Но вот яркий, запоминающийся фильм – конечно же, комедия! – заметно бы повлиял на их эмоции. Смех и впечатления снимают напряжение, оставляют место для обсуждений,  образуется хоть какой-то диалог.
Возможно для того и нужны комедии, для того и существуют кинотеатры – чтобы люди участвовали в общей психологической разрядке, в одних и тех же «приключениях». И – да! – восстанавливали диалог.

Девочка стремится показать, что уже не маленькая, что все понимает в жизни взрослых, хоть это далеко не так. Специально ставит барьеры для отца, заставляя его мучится. А видя его муки, считает, что он того заслуживает, и становится еще более замкнутой.
В действительности, ей хочется, чтобы ничто не мешало им любить друг друга. Но это, в ее понимании, возможно лишь тогда, когда все станет на свои места, когда он признает, что был неправ, и отмучается положенное.
Она бы вообще не пошла с ним на встречу, но ей хочется его видеть, она скучает по нему, а еще ей важно видеть эти его страдания. Ведь так, ошибочно полагает она, есть шанс, что он эти муки не вынесет и вернется...
Но чем больше она будет понимать, что это не так, тем сильнее будет ожесточаться против отца. Вскоре она не пожелает его видеть совсем.
На мужчине повиснет страшное бремя.
Она будет ненавидеть, он – болеть.
Ребенку трудно объяснить, почему взрослые расходятся. А взрослые ничего не могут поделать с чувством вины.
Дети страдают, теряя привычную зону комфорта.
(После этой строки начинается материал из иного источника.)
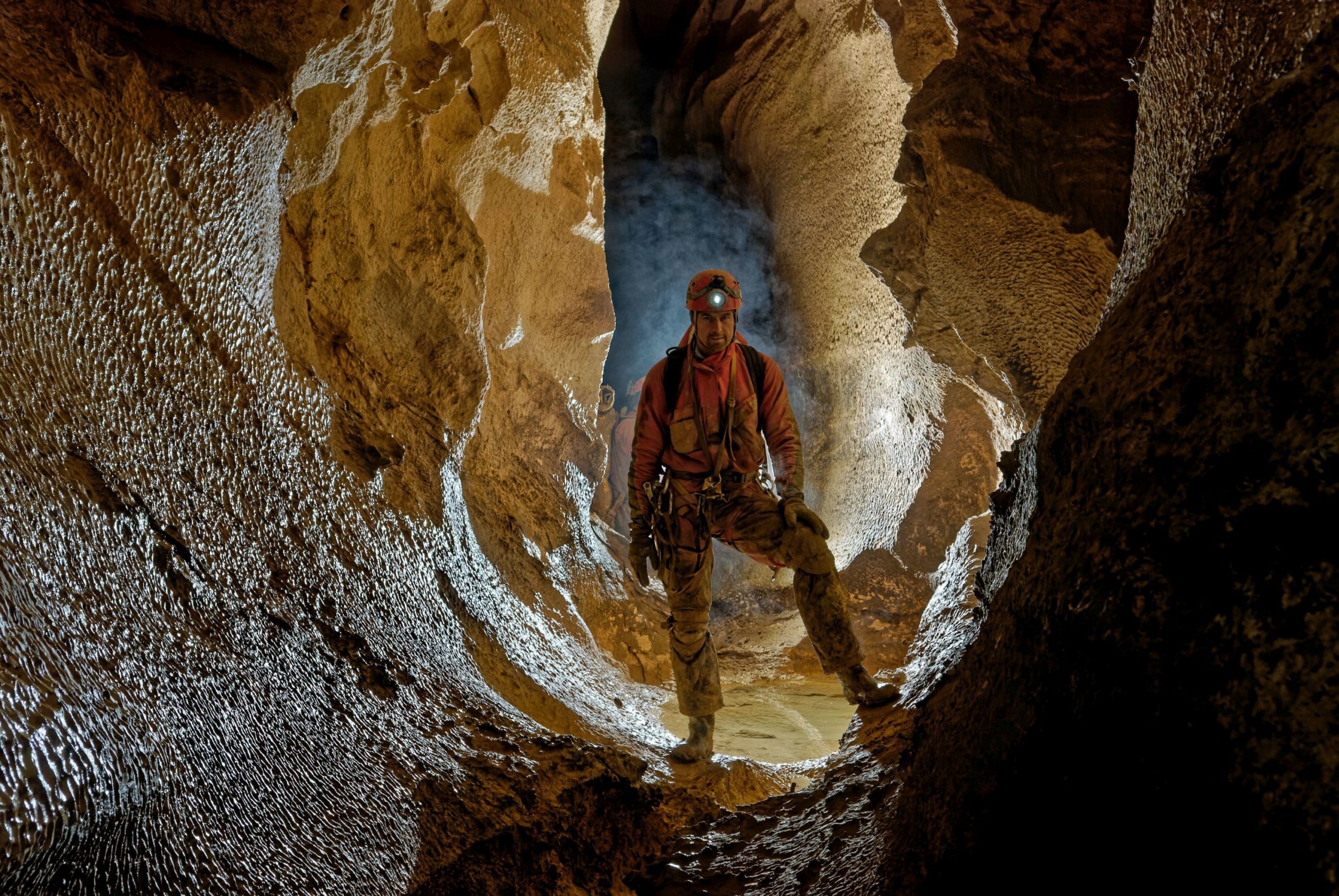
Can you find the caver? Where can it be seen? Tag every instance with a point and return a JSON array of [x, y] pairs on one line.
[[709, 414]]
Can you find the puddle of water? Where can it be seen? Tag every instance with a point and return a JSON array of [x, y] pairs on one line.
[[776, 722]]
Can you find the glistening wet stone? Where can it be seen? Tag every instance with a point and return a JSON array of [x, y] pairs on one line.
[[787, 721]]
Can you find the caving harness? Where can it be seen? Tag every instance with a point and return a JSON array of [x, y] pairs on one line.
[[707, 500]]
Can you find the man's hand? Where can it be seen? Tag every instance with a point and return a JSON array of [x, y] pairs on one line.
[[642, 548], [799, 515]]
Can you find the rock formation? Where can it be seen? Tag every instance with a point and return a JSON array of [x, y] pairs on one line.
[[1139, 696], [300, 350]]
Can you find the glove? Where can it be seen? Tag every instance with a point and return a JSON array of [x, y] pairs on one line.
[[797, 513], [642, 548]]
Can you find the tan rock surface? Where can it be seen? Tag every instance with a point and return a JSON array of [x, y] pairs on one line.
[[299, 358]]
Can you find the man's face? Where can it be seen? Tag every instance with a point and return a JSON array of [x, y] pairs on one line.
[[714, 330]]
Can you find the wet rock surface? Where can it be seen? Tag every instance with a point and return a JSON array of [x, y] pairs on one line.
[[1141, 697], [299, 591], [300, 349]]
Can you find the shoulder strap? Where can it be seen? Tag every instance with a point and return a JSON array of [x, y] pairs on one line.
[[753, 358], [673, 376]]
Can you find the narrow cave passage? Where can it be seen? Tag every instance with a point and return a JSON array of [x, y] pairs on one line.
[[304, 321], [671, 212]]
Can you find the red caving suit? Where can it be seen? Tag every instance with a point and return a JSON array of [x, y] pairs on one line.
[[746, 519]]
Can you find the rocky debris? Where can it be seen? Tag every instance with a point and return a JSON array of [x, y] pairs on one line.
[[298, 588], [1147, 702], [1015, 166]]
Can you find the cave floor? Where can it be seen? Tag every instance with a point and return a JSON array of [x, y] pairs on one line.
[[780, 721]]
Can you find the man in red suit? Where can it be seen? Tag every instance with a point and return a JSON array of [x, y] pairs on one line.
[[707, 417]]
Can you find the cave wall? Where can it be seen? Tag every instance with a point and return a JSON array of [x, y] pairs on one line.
[[1170, 654], [304, 314], [947, 185], [1137, 691]]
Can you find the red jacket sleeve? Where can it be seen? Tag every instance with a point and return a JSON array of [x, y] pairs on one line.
[[649, 440], [781, 430]]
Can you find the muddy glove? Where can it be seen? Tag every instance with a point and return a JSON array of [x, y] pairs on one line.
[[642, 548], [799, 515]]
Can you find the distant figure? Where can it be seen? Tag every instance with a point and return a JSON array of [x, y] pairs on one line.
[[620, 458], [698, 457]]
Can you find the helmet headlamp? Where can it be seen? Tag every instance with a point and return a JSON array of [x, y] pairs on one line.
[[714, 291]]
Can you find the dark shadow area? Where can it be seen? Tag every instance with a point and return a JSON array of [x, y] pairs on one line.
[[668, 216]]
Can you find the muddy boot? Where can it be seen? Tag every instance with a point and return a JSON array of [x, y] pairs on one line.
[[860, 687], [698, 746]]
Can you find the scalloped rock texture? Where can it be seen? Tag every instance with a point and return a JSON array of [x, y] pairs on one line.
[[1142, 696], [300, 346], [299, 589]]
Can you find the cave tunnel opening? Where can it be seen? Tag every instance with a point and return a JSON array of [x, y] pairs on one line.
[[673, 208]]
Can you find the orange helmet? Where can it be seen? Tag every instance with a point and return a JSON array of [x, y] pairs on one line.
[[714, 291]]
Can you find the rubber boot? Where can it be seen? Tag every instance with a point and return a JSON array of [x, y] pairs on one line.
[[698, 746], [861, 689]]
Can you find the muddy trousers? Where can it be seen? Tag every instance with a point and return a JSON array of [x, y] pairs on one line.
[[750, 521]]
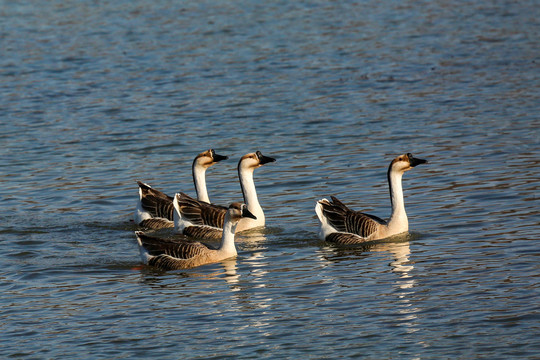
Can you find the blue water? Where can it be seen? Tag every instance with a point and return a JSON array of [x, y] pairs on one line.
[[94, 95]]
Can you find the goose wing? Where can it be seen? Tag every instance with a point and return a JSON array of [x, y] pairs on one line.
[[157, 203], [156, 223], [344, 219], [172, 248], [201, 213]]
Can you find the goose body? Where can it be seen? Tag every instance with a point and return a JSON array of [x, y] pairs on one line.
[[204, 220], [171, 255], [155, 209], [341, 225]]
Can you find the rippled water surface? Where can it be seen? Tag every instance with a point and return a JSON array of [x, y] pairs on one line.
[[96, 94]]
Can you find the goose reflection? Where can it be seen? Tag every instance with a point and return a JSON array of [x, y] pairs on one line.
[[159, 278], [398, 246]]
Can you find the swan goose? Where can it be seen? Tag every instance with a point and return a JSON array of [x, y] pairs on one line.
[[341, 225], [171, 255], [203, 220], [155, 209]]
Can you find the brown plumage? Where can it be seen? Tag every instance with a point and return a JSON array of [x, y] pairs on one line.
[[341, 225], [170, 254], [346, 220], [156, 204]]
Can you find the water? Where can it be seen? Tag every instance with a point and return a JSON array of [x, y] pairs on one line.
[[94, 95]]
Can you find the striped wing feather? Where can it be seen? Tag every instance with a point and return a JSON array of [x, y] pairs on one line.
[[172, 248], [344, 219], [157, 203], [201, 213], [203, 232], [156, 223]]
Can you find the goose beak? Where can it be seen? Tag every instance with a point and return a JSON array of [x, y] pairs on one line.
[[264, 159], [217, 157], [247, 213], [415, 161]]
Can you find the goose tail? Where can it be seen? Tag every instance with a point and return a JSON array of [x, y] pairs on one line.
[[325, 228]]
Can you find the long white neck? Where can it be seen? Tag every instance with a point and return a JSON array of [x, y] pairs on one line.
[[199, 178], [250, 195], [227, 239], [398, 221]]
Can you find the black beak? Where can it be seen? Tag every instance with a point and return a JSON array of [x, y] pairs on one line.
[[217, 157], [415, 161], [247, 213], [264, 159]]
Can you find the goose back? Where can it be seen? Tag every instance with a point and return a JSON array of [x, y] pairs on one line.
[[346, 220]]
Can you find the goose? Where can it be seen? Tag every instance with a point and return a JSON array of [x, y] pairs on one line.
[[341, 225], [155, 208], [203, 220], [171, 255]]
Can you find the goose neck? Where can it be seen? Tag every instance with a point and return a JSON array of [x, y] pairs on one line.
[[227, 239], [396, 197], [248, 188], [199, 179]]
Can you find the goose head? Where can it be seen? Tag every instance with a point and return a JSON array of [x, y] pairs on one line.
[[254, 160], [404, 163], [238, 211], [208, 158]]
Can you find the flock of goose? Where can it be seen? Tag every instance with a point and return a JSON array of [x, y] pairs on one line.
[[199, 218]]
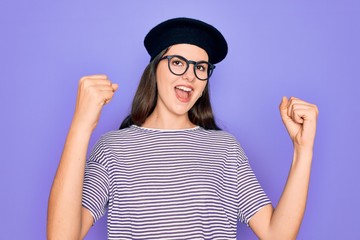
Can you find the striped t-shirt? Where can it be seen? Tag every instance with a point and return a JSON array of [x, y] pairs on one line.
[[171, 184]]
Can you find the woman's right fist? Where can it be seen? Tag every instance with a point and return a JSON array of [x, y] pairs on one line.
[[93, 93]]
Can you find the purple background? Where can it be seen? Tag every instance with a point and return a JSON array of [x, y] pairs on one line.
[[309, 49]]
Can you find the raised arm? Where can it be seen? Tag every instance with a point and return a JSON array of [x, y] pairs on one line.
[[283, 222], [67, 219]]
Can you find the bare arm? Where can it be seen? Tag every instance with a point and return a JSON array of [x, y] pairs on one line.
[[284, 221], [67, 219]]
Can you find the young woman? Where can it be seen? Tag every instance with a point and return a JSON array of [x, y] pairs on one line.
[[170, 172]]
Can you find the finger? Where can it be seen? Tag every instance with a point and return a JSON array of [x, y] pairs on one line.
[[96, 76], [283, 106], [107, 97], [298, 116], [87, 83], [114, 86]]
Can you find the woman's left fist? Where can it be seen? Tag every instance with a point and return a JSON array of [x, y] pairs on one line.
[[299, 118]]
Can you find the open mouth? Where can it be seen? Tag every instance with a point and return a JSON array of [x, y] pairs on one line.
[[183, 93]]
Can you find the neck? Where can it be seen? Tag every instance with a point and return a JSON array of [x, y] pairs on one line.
[[170, 122]]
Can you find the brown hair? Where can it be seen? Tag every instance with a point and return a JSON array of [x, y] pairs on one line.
[[145, 100]]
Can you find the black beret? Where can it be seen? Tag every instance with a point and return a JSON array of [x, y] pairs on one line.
[[190, 31]]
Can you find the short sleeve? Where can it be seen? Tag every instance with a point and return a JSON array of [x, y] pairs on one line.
[[251, 196], [96, 182]]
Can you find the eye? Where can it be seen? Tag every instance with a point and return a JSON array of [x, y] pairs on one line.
[[203, 67], [177, 62]]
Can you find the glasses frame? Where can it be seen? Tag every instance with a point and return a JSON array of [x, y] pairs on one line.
[[188, 62]]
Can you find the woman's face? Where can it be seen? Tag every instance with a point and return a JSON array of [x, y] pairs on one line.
[[178, 94]]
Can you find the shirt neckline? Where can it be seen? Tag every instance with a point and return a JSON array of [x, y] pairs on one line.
[[165, 130]]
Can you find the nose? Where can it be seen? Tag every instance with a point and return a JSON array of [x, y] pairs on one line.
[[190, 73]]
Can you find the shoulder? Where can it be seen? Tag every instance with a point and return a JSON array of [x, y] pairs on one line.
[[221, 135]]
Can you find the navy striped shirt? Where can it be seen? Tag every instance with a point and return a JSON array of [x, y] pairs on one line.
[[171, 184]]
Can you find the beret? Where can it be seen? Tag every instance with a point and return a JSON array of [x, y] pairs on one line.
[[190, 31]]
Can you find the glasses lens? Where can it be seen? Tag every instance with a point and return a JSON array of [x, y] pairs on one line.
[[178, 65], [202, 70]]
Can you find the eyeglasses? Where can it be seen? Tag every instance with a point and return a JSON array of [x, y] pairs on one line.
[[178, 65]]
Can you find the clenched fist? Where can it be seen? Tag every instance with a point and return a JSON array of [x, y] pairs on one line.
[[93, 93], [300, 119]]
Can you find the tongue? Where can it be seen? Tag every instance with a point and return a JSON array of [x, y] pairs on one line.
[[181, 93]]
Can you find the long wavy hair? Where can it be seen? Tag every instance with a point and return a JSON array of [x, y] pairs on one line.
[[145, 100]]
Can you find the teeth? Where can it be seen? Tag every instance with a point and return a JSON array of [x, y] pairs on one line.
[[186, 89]]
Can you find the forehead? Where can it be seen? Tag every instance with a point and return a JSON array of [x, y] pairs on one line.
[[189, 51]]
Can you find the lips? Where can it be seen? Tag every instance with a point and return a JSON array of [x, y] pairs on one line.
[[183, 93]]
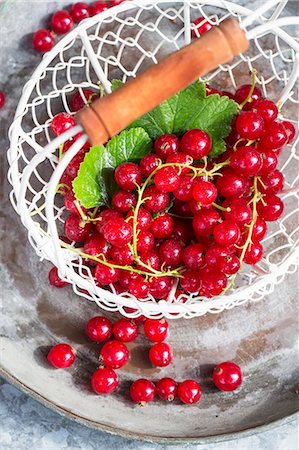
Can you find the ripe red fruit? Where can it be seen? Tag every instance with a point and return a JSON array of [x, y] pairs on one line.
[[61, 356], [79, 11], [54, 278], [114, 354], [155, 201], [193, 256], [167, 179], [246, 160], [201, 26], [166, 145], [104, 381], [156, 330], [249, 125], [190, 281], [166, 389], [99, 329], [97, 7], [189, 392], [196, 143], [118, 232], [160, 354], [106, 275], [75, 229], [227, 376], [128, 176], [123, 201], [61, 123], [142, 391], [125, 330], [43, 40], [204, 192], [271, 208], [62, 22]]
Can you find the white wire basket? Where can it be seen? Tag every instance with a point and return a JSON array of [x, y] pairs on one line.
[[118, 44]]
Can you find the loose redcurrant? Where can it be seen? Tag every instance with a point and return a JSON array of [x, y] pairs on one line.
[[227, 376], [196, 143], [99, 329], [189, 392], [104, 381], [142, 391], [160, 354], [61, 356], [114, 354], [166, 389]]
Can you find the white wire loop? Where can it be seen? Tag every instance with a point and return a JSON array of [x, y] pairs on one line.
[[118, 43]]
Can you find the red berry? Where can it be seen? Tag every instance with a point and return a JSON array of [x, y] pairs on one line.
[[125, 330], [114, 354], [96, 245], [156, 330], [154, 200], [227, 376], [123, 201], [99, 329], [166, 145], [266, 109], [128, 176], [79, 11], [160, 354], [193, 256], [167, 179], [189, 392], [75, 229], [171, 252], [78, 100], [43, 40], [246, 160], [162, 226], [166, 389], [190, 282], [231, 184], [142, 391], [97, 7], [274, 137], [62, 22], [148, 164], [61, 123], [118, 232], [104, 381], [104, 217], [253, 253], [205, 221], [202, 25], [196, 143], [106, 275], [226, 233], [139, 287], [271, 208], [290, 130], [61, 356], [204, 192], [54, 278], [160, 286]]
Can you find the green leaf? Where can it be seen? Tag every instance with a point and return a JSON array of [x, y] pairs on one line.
[[190, 108], [88, 188], [95, 184]]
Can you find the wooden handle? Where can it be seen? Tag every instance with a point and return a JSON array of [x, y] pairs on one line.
[[108, 116]]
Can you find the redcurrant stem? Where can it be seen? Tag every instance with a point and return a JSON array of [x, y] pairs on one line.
[[253, 82]]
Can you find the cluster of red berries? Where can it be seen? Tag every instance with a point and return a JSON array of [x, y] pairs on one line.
[[63, 21], [114, 354], [178, 215]]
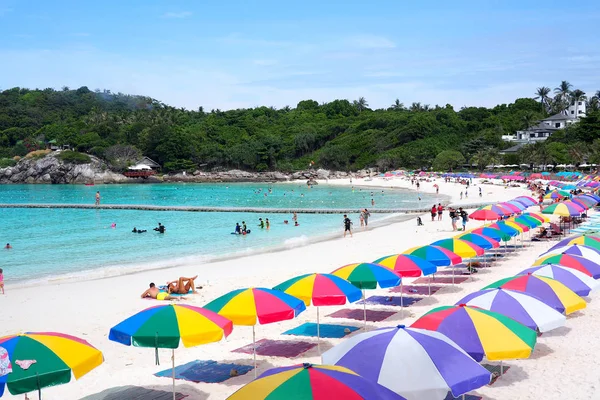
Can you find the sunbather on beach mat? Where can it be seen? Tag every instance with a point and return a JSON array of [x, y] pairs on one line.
[[154, 293], [182, 285]]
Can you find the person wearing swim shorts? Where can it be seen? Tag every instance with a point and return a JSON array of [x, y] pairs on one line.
[[182, 285], [154, 293], [347, 225]]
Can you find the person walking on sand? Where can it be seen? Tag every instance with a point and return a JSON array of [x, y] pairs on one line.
[[366, 215], [347, 225]]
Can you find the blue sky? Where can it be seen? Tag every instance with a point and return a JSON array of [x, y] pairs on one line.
[[239, 54]]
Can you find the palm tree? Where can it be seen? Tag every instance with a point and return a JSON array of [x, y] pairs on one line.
[[397, 106], [542, 94], [529, 119], [577, 96], [361, 104], [562, 93]]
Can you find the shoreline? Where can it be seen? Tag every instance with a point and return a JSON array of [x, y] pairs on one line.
[[88, 309], [133, 268]]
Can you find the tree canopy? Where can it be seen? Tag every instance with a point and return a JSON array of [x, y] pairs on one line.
[[341, 134]]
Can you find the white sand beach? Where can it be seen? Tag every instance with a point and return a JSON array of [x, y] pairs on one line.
[[564, 364]]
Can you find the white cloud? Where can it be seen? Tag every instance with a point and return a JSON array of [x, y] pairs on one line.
[[372, 42], [265, 63], [182, 14]]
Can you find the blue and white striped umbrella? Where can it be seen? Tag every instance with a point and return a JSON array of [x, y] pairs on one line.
[[529, 310], [587, 252], [414, 363]]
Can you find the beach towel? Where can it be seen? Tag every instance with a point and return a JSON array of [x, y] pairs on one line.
[[415, 290], [325, 330], [358, 314], [208, 371], [443, 280], [395, 301], [277, 348], [5, 366]]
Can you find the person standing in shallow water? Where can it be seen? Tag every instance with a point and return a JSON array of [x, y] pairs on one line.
[[347, 225]]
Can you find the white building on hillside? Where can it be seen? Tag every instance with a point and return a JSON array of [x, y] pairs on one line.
[[548, 126]]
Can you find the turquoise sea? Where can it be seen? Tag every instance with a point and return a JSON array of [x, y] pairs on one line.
[[57, 243]]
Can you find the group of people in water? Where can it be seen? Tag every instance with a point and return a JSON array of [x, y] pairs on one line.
[[160, 229], [262, 224]]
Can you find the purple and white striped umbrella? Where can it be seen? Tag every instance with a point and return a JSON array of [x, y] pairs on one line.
[[586, 252], [522, 307], [414, 363], [575, 280]]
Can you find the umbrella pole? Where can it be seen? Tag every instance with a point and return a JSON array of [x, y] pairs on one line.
[[254, 350], [319, 336], [401, 300], [173, 363], [365, 308]]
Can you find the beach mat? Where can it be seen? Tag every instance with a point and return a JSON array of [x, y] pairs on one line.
[[372, 315], [466, 397], [495, 369], [208, 371], [392, 300], [277, 348], [415, 290], [443, 280], [134, 393], [325, 330]]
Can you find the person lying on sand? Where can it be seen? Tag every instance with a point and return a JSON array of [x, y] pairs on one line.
[[154, 293], [182, 286]]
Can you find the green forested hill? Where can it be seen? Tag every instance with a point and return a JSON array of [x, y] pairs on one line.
[[337, 135]]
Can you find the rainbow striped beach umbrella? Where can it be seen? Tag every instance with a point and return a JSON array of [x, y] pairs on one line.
[[313, 382], [481, 333], [578, 282], [408, 266], [495, 234], [415, 363], [485, 242], [550, 291], [564, 209], [522, 307], [436, 255], [589, 253], [321, 290], [368, 275], [583, 240], [256, 305], [462, 248], [165, 326], [55, 357], [581, 264]]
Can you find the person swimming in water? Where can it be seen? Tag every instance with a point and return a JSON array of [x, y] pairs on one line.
[[154, 293]]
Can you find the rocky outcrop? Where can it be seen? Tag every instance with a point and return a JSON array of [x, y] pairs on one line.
[[51, 169]]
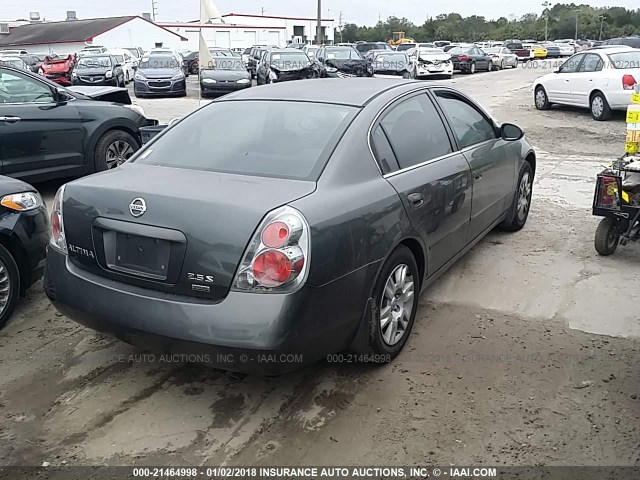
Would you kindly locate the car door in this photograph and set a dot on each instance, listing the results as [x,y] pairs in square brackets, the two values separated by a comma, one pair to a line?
[586,79]
[492,159]
[416,154]
[37,134]
[558,85]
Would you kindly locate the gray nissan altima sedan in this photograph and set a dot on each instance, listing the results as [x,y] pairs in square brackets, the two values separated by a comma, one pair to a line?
[308,231]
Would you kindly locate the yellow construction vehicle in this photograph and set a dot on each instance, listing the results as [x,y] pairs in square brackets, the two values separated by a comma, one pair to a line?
[399,38]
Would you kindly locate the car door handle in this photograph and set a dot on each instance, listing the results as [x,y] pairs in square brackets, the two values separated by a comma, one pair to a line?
[415,199]
[10,119]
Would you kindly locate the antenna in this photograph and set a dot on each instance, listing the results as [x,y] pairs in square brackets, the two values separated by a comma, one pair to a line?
[154,9]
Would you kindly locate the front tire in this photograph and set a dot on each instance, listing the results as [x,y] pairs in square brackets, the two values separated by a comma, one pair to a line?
[519,211]
[540,99]
[9,285]
[113,149]
[599,107]
[607,237]
[395,294]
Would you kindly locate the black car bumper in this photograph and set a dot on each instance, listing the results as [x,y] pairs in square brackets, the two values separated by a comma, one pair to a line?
[160,87]
[26,236]
[113,82]
[255,333]
[222,88]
Родители несут за это ответственность.
В конечном итоге, каждый борется за эту же зону комфорта – оттого и возникает конфликт. Порою просто непреодолимый.

Сумела бы Диана, как психолог, договориться с собственным ребенком, окажись в подобной ситуации? Одно дело – человек со стороны, доктор, спец. И совершенно другое – родная мать, объясняющая тебе, почему все не может быть, как прежде. Ведь по сути, это уже – предатель...
Если в семье была любовь, и вдруг ее не стало, ребенок не принимает оправданий.  Сопротивление в данном случае – естественная реакция. Диана, возможно, смогла бы немного смягчить удар, но вряд ли полностью. Что бы она посоветовала этому мужчине?
Сгладить последствия этой катастрофы возможно. На какое-то время родителям приходится превращаться в артистов. Порою в клоунов. Любым способом вести себя непринужденно. Ведь именно тревога и злость родителей передается детям больше всего. Именно это необходимо заменить на спокойствие и естественность. Не равнодушие, и тем более не напускное равнодушие, а светлое и доброжелательное поведение.
Вот почему в Европе, к примеру, принято оставаться друзьями после развода. Не ради бывших супругов, а ради детей.
Сделать это слишком трудно и не каждому под силу самостоятельно. А походы к психологу не настолько традиционны здесь, как в Америке или Европе.

Пока девочка вырастет и на собственном опыте узнает, как бывает трудно сохранить семью; что люди не всегда женятся по любви, и что даже дети, увы, не всегда рождаются по  согласию... Что есть такое понятие, как обстоятельства... И сама, наконец, придет к выводу, что на самом деле это очень хорошо, что отец в конце концов встретил свою настоящую любовь, хоть и не с ее матерью, но позволил тому осуществиться, познал такое редкое счастье... Что никогда ее не бросал, что всегда был рядом, продолжая каждую минуту оставаться ее отцом... Пройдет слишком много времени к моменту этого осознания, и слишком много счастья будет омрачено и сведено к нулю, слишком много горечи поселится в их душах...

Вечная драма. Вечная психология.
Диана тихо вздохнула, поднялась из-за стола и вышла из кафе.
У нее еще оставался целый час до встречи.
Она достала из кармана пальто солнцезащитные очки, одела их и отправилась к высокому торговому центру, сверкающему, как гигантский сталагмит, что вырос просто из недр земли.